While Young Jeezy was ice cold, the grown Jeezy is political, funny and personable. 2014’s Seen It All and the following year’s Church In These Streets saw a more reflective trapper. He’s bossed up since Honda Accords, three finger rings and a perfectly titled cap. Times have changed since Mr 17.5, an alias referencing his under $20k a kilo cocaine buyout. We’re not just talking inflation, Jeezy’s more forthcoming about his past too. “It’s called the Statute of Limitations” he laughingly explains. “A lot of things with me man, I really just try to stick to the G code. So if I feel like something is dry snitching, I try to stay away from that because sometimes as artists we feel like we can say or do anything, but there’s still rules and regulations that we have to abide by.” Of course there were other reasons for keeping private. He employed dozens, paid college tuitions and had kin to support. “My first couple of albums were different for me because I felt like I had to be closed off from the entertainment world. I was trying to make a living to support my family and it wasn’t about me. After things die down, you realise that “oh shit, you're Jeezy” and it’s not going to go anywhere and you have to kind of start to learn how to deal with it. No matter where I go on God’s green earth, I’m Jeezy, so it’s just like, okay this is what it is so I'll make the best of this.” Of course, the Snowman will always remain partly glacial.

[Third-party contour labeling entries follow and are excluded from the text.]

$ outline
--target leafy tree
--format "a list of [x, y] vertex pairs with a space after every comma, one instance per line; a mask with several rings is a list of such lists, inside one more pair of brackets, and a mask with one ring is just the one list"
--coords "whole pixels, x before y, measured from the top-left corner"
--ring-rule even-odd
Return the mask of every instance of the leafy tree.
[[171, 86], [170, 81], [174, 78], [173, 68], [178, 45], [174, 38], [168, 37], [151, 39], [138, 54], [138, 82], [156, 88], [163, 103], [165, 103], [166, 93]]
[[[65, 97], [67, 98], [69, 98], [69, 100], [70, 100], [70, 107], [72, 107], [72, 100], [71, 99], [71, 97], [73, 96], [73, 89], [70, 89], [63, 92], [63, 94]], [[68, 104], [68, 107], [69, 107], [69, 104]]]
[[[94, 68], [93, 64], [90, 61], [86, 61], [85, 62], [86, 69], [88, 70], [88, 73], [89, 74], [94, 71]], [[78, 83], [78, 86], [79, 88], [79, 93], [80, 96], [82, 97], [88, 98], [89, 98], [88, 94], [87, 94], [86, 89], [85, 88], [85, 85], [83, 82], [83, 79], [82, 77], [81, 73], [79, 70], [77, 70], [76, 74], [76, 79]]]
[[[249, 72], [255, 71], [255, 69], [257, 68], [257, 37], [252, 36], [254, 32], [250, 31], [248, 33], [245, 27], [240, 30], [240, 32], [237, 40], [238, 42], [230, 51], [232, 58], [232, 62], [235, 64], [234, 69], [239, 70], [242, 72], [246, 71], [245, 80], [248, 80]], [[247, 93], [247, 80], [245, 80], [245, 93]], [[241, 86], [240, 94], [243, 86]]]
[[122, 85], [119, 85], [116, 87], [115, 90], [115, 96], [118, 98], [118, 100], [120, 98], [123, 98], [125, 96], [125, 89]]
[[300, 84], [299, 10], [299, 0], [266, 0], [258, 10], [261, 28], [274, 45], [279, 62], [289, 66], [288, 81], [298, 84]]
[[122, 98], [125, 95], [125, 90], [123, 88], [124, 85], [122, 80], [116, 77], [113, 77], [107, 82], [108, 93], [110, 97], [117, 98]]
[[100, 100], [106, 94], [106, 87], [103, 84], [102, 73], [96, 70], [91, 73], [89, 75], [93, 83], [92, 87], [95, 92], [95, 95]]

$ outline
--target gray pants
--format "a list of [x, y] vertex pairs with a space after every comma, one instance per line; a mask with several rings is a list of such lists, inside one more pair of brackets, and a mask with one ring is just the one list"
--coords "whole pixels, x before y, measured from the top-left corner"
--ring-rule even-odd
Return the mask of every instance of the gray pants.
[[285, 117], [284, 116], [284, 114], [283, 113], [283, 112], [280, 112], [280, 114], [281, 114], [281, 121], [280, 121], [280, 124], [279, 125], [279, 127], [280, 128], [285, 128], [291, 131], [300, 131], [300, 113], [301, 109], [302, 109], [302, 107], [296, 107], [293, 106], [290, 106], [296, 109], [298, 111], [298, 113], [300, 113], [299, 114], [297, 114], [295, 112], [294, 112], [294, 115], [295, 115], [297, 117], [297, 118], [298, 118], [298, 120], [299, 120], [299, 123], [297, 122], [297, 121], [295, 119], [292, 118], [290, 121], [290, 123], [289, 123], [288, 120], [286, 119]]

He completed the Trap or Die trilogy last year and another polar release is upcoming. Jeezy also plays big bro to YG, DJ Mustard, Rich Homie Quan, Tee Grizzley, Lil Reese and Lil Durk under his Corporate Thugz Entertainment banner. You’ll hear him spitting icicles on Durk’s single “Goofy” alongside drank deity Future.
Jeezy’s message is as important as the music. He conveys the universal human ambition: to do better. Like most rappers, his story is encouraging too. Armed with equal parts determination and delusion, the Snowman sidestepped poverty, peril and dishonour. Only comfortable when he’s uncomfortable, he’s working on savouring his accomplishments. There’s always more to do, but Jeezy’s optimistic for the future. “I would advise anybody that has that talent, even if they don't know they have it yet, once you figure out that you have a talent or believe in yourself, go with that, find out what you're the best at and stick to that. Be the best at that, don’t worry about what nobody else has got going on because that has nothing to do with you. There’s different levels of success, I just want to make myself better.”